April 9, 2024 · databases

tmpdb

tmpdb is a embedded key value store based off bitcask and go-caskdb written in NodeJS. The code can be found here.

Why

The main reason I worked on this is because I am interested in database internals and I wanted to work on a project related to that. I also thought this could be used in something like AWS Lambda as a cache – where it could be used like a hash map that stores the values on disk. It is not intended to be a real persistence layer since the Lambda instance would be torn down anyways.

AWS Lambda offers an ephemeral /tmp directory in the file system that could go up to 10GB. tmpdb might be able to take advantage of that to cache data on disk, as opposed to using an in memory Map to cache data.

Internals

The bitcask paper describes “a Log-Structured Hash Table for Fast Key/Value Data”. In a nutshell, it appends serialized key-value pairs to a file on disk, and then for an index, it uses an in memory hash map to map between the key and the location (offset) of the value data on disk.

data format

The storage format can be found in format.ts

It consists of a header and then the key and value pair, serialized to binary.

The header is the timestamp, key size, and value size.

So each record would look like this: Timestamp (4 bytes) , key size (4 bytes), value size (4 bytes), key, value

Then the KeyDir, or the in memory hash\map that maps the key to the offset of the value on disk looks like this: key: string → value (serialized to binary): timestamp (4 bytes), value size (4 bytes), value offset (4 bytes)

I did some rough tests and found serializing values to binary in an in memory hash map uses much less memory than to store the value as objects. Probably not a surprising result.

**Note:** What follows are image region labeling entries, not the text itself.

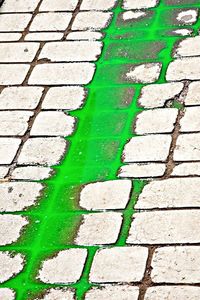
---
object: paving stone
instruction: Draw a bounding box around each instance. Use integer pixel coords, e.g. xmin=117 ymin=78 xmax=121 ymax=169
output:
xmin=135 ymin=177 xmax=200 ymax=209
xmin=0 ymin=86 xmax=43 ymax=110
xmin=39 ymin=41 xmax=102 ymax=62
xmin=40 ymin=0 xmax=78 ymax=11
xmin=12 ymin=166 xmax=53 ymax=180
xmin=118 ymin=163 xmax=165 ymax=178
xmin=24 ymin=32 xmax=63 ymax=41
xmin=166 ymin=57 xmax=200 ymax=81
xmin=126 ymin=63 xmax=162 ymax=83
xmin=134 ymin=108 xmax=178 ymax=134
xmin=0 ymin=251 xmax=24 ymax=282
xmin=0 ymin=111 xmax=33 ymax=136
xmin=174 ymin=36 xmax=200 ymax=57
xmin=0 ymin=214 xmax=28 ymax=246
xmin=30 ymin=12 xmax=72 ymax=31
xmin=89 ymin=246 xmax=148 ymax=283
xmin=85 ymin=285 xmax=139 ymax=300
xmin=18 ymin=137 xmax=68 ymax=166
xmin=184 ymin=81 xmax=200 ymax=106
xmin=1 ymin=0 xmax=39 ymax=13
xmin=80 ymin=180 xmax=132 ymax=210
xmin=38 ymin=248 xmax=87 ymax=284
xmin=72 ymin=11 xmax=112 ymax=30
xmin=0 ymin=288 xmax=15 ymax=300
xmin=80 ymin=0 xmax=117 ymax=10
xmin=138 ymin=82 xmax=184 ymax=108
xmin=41 ymin=86 xmax=86 ymax=110
xmin=127 ymin=209 xmax=200 ymax=244
xmin=123 ymin=0 xmax=159 ymax=9
xmin=122 ymin=134 xmax=171 ymax=162
xmin=151 ymin=246 xmax=200 ymax=284
xmin=0 ymin=64 xmax=29 ymax=85
xmin=75 ymin=212 xmax=122 ymax=245
xmin=28 ymin=63 xmax=95 ymax=85
xmin=0 ymin=182 xmax=44 ymax=212
xmin=67 ymin=31 xmax=104 ymax=41
xmin=174 ymin=133 xmax=200 ymax=161
xmin=171 ymin=162 xmax=200 ymax=176
xmin=0 ymin=14 xmax=31 ymax=33
xmin=30 ymin=111 xmax=75 ymax=136
xmin=144 ymin=286 xmax=200 ymax=300
xmin=0 ymin=138 xmax=21 ymax=165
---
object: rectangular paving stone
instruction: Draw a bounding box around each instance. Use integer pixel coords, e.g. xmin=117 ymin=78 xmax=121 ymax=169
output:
xmin=89 ymin=246 xmax=148 ymax=283
xmin=28 ymin=63 xmax=95 ymax=85
xmin=122 ymin=134 xmax=171 ymax=162
xmin=127 ymin=209 xmax=200 ymax=245
xmin=151 ymin=246 xmax=200 ymax=284
xmin=135 ymin=177 xmax=200 ymax=209
xmin=39 ymin=41 xmax=103 ymax=62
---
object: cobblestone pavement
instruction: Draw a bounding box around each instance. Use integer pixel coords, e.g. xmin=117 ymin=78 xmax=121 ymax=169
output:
xmin=0 ymin=0 xmax=200 ymax=300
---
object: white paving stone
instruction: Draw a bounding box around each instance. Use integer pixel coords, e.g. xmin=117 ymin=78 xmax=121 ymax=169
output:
xmin=0 ymin=214 xmax=28 ymax=246
xmin=85 ymin=285 xmax=139 ymax=300
xmin=40 ymin=41 xmax=102 ymax=62
xmin=40 ymin=0 xmax=78 ymax=11
xmin=0 ymin=138 xmax=21 ymax=165
xmin=41 ymin=86 xmax=86 ymax=110
xmin=38 ymin=248 xmax=87 ymax=284
xmin=12 ymin=166 xmax=53 ymax=180
xmin=30 ymin=12 xmax=72 ymax=31
xmin=0 ymin=14 xmax=31 ymax=32
xmin=151 ymin=246 xmax=200 ymax=284
xmin=0 ymin=251 xmax=24 ymax=284
xmin=123 ymin=0 xmax=159 ymax=9
xmin=30 ymin=111 xmax=75 ymax=136
xmin=72 ymin=11 xmax=112 ymax=30
xmin=166 ymin=57 xmax=200 ymax=81
xmin=184 ymin=81 xmax=200 ymax=106
xmin=80 ymin=0 xmax=117 ymax=10
xmin=118 ymin=163 xmax=165 ymax=178
xmin=28 ymin=63 xmax=95 ymax=85
xmin=0 ymin=182 xmax=43 ymax=212
xmin=126 ymin=63 xmax=162 ymax=83
xmin=0 ymin=288 xmax=15 ymax=300
xmin=89 ymin=247 xmax=148 ymax=282
xmin=122 ymin=134 xmax=171 ymax=162
xmin=80 ymin=180 xmax=132 ymax=210
xmin=134 ymin=108 xmax=178 ymax=134
xmin=138 ymin=82 xmax=183 ymax=108
xmin=0 ymin=111 xmax=33 ymax=136
xmin=18 ymin=137 xmax=67 ymax=166
xmin=174 ymin=133 xmax=200 ymax=161
xmin=0 ymin=64 xmax=30 ymax=85
xmin=135 ymin=177 xmax=200 ymax=209
xmin=127 ymin=209 xmax=200 ymax=244
xmin=75 ymin=212 xmax=122 ymax=245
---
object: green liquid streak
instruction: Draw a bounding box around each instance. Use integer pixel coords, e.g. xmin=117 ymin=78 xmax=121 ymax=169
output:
xmin=0 ymin=1 xmax=200 ymax=300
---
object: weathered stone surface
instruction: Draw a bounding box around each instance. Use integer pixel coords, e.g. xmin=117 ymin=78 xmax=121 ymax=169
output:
xmin=89 ymin=247 xmax=148 ymax=283
xmin=0 ymin=214 xmax=28 ymax=246
xmin=38 ymin=248 xmax=87 ymax=284
xmin=123 ymin=134 xmax=171 ymax=162
xmin=134 ymin=108 xmax=178 ymax=134
xmin=80 ymin=180 xmax=132 ymax=210
xmin=151 ymin=246 xmax=200 ymax=282
xmin=85 ymin=285 xmax=139 ymax=300
xmin=75 ymin=212 xmax=122 ymax=245
xmin=138 ymin=82 xmax=183 ymax=108
xmin=127 ymin=209 xmax=200 ymax=244
xmin=0 ymin=251 xmax=24 ymax=284
xmin=135 ymin=177 xmax=200 ymax=209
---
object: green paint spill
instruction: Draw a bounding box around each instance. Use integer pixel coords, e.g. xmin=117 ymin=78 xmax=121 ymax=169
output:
xmin=1 ymin=0 xmax=200 ymax=300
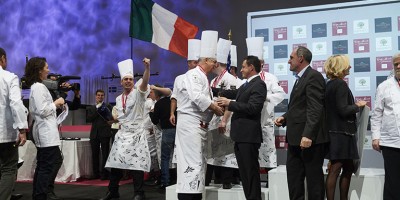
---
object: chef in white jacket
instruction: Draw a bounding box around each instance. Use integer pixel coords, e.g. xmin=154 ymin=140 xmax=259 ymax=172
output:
xmin=175 ymin=31 xmax=223 ymax=200
xmin=246 ymin=37 xmax=285 ymax=168
xmin=206 ymin=38 xmax=242 ymax=189
xmin=0 ymin=48 xmax=28 ymax=199
xmin=371 ymin=53 xmax=400 ymax=199
xmin=169 ymin=39 xmax=200 ymax=126
xmin=102 ymin=58 xmax=151 ymax=200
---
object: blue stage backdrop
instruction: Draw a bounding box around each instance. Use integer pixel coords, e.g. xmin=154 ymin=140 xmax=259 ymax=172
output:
xmin=0 ymin=0 xmax=231 ymax=84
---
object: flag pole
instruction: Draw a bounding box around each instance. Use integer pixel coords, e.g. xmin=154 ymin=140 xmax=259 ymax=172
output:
xmin=130 ymin=37 xmax=133 ymax=60
xmin=226 ymin=29 xmax=232 ymax=73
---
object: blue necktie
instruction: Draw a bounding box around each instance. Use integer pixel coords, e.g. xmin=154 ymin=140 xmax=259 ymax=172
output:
xmin=294 ymin=74 xmax=300 ymax=86
xmin=243 ymin=81 xmax=249 ymax=88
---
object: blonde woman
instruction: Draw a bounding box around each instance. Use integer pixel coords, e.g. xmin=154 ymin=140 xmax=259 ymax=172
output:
xmin=324 ymin=55 xmax=366 ymax=200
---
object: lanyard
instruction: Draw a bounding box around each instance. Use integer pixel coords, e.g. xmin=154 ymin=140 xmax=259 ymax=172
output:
xmin=260 ymin=71 xmax=265 ymax=81
xmin=393 ymin=76 xmax=400 ymax=87
xmin=121 ymin=90 xmax=132 ymax=113
xmin=213 ymin=69 xmax=226 ymax=87
xmin=199 ymin=66 xmax=212 ymax=99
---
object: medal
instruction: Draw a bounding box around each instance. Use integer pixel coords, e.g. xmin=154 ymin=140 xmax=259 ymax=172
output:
xmin=121 ymin=94 xmax=128 ymax=114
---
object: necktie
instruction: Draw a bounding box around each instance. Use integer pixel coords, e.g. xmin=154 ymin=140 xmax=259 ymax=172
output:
xmin=243 ymin=81 xmax=249 ymax=88
xmin=294 ymin=74 xmax=300 ymax=86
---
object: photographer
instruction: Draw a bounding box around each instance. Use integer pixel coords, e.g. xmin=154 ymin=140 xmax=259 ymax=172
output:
xmin=43 ymin=74 xmax=81 ymax=200
xmin=25 ymin=57 xmax=65 ymax=200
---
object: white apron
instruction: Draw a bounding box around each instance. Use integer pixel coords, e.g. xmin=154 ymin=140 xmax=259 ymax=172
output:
xmin=258 ymin=101 xmax=277 ymax=168
xmin=175 ymin=114 xmax=207 ymax=193
xmin=106 ymin=89 xmax=151 ymax=172
xmin=207 ymin=71 xmax=242 ymax=168
xmin=258 ymin=71 xmax=285 ymax=168
xmin=207 ymin=113 xmax=238 ymax=168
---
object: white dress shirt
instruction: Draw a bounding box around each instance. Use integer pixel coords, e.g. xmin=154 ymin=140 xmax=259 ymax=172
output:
xmin=29 ymin=82 xmax=61 ymax=147
xmin=371 ymin=78 xmax=400 ymax=148
xmin=0 ymin=66 xmax=28 ymax=143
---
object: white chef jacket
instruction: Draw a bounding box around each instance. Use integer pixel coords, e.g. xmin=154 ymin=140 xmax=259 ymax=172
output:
xmin=106 ymin=85 xmax=151 ymax=172
xmin=29 ymin=82 xmax=61 ymax=147
xmin=175 ymin=66 xmax=213 ymax=193
xmin=0 ymin=66 xmax=28 ymax=143
xmin=371 ymin=78 xmax=400 ymax=148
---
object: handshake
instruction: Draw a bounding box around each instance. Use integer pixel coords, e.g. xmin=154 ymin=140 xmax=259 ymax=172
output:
xmin=209 ymin=97 xmax=231 ymax=116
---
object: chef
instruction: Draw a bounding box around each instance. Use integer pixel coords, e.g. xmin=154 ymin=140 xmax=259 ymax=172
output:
xmin=175 ymin=31 xmax=223 ymax=200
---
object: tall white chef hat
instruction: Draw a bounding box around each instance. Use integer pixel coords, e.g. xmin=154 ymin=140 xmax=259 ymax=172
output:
xmin=188 ymin=39 xmax=201 ymax=60
xmin=118 ymin=59 xmax=133 ymax=80
xmin=231 ymin=45 xmax=237 ymax=67
xmin=200 ymin=31 xmax=218 ymax=59
xmin=217 ymin=38 xmax=232 ymax=64
xmin=246 ymin=37 xmax=264 ymax=60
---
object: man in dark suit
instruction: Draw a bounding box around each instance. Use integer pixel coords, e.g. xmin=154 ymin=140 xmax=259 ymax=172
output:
xmin=217 ymin=56 xmax=267 ymax=200
xmin=86 ymin=90 xmax=112 ymax=180
xmin=275 ymin=46 xmax=329 ymax=200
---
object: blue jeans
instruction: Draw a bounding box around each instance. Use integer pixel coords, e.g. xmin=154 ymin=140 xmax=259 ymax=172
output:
xmin=161 ymin=128 xmax=176 ymax=186
xmin=0 ymin=142 xmax=18 ymax=199
xmin=32 ymin=146 xmax=63 ymax=200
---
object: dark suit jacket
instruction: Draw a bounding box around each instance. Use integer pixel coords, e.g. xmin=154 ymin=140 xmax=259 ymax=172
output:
xmin=221 ymin=76 xmax=267 ymax=143
xmin=325 ymin=79 xmax=360 ymax=134
xmin=86 ymin=104 xmax=112 ymax=139
xmin=283 ymin=66 xmax=329 ymax=146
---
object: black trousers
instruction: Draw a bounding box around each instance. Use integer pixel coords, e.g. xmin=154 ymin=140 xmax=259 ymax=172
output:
xmin=47 ymin=147 xmax=64 ymax=193
xmin=178 ymin=193 xmax=203 ymax=200
xmin=381 ymin=146 xmax=400 ymax=200
xmin=0 ymin=142 xmax=18 ymax=199
xmin=286 ymin=143 xmax=326 ymax=200
xmin=32 ymin=146 xmax=63 ymax=200
xmin=90 ymin=137 xmax=111 ymax=176
xmin=108 ymin=168 xmax=144 ymax=196
xmin=234 ymin=142 xmax=261 ymax=200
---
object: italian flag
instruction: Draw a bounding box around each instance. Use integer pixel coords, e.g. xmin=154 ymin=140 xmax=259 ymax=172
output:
xmin=129 ymin=0 xmax=199 ymax=58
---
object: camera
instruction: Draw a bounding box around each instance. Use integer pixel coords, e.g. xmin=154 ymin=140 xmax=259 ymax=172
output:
xmin=42 ymin=74 xmax=81 ymax=92
xmin=21 ymin=74 xmax=81 ymax=99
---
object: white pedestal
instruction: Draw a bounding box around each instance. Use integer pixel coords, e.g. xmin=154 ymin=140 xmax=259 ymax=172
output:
xmin=268 ymin=165 xmax=385 ymax=200
xmin=165 ymin=184 xmax=268 ymax=200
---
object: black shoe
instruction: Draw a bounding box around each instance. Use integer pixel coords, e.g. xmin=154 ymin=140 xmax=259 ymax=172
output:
xmin=133 ymin=194 xmax=146 ymax=200
xmin=222 ymin=183 xmax=232 ymax=189
xmin=100 ymin=175 xmax=110 ymax=181
xmin=100 ymin=192 xmax=119 ymax=200
xmin=158 ymin=184 xmax=168 ymax=190
xmin=47 ymin=192 xmax=61 ymax=200
xmin=10 ymin=194 xmax=24 ymax=200
xmin=88 ymin=175 xmax=100 ymax=180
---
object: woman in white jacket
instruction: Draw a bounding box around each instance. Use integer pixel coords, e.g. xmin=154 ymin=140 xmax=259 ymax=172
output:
xmin=25 ymin=57 xmax=64 ymax=200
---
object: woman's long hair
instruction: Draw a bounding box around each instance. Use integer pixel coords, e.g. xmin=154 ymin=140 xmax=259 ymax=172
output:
xmin=25 ymin=57 xmax=47 ymax=87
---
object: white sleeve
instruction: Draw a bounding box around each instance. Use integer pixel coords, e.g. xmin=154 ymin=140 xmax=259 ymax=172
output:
xmin=185 ymin=73 xmax=212 ymax=112
xmin=171 ymin=76 xmax=180 ymax=99
xmin=8 ymin=75 xmax=28 ymax=129
xmin=267 ymin=75 xmax=286 ymax=106
xmin=31 ymin=85 xmax=56 ymax=118
xmin=371 ymin=84 xmax=385 ymax=140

Next, I will describe how the data is written and retrieved. The code can be found in disk_store.ts

get

To get the value for a key, first we need to look up the value in the KeyDir. With that value, we will have the offset to locate the value in the file on disk. We also have the value size here, and that tells us how many bytes to read starting at the offset.

set

To set a value, we first encode the record into the appropriate format for tmpdb. Then we simply append this to the end of the database file on disk. If that is successful, we follow up by adding (or updating) the entry in the KeyDir.

setMany

In my tests, I found that writing lots of data could take a while. Perhaps someone wants to populate the cache with data from somewhere else, and they want to write lots of values quickly.

I tried filling up a buffer up to an arbitrary length, and then once the buffer hits that length, flushing the values to disk. I think it works fairly well, and I saw a good speed up. I also collected the KeyDir entries in an array, and then commited those entries to the KeyDir after flushing the buffer of records disk.

measurements

On my laptop, I saw write speeds consistent with what was reported in the paper; on average about 6 ms per record. Using the setMany I saw about 0.05 ms per record (the time to write the number of records / # of records). Reading a value took less than 0.1 ms.

I was curious to compare tmpdb to sqlite – if I used sqlite to store key value pairs. I created a table with a key column and value column, and then created a B-Tree index on the key column. I used Prisma ORM to query the sqlite database. I saw ~20 ms for writing and ~0.3 ms to read a value.

Conclusion

This was a fun, short project, and I learned several new things.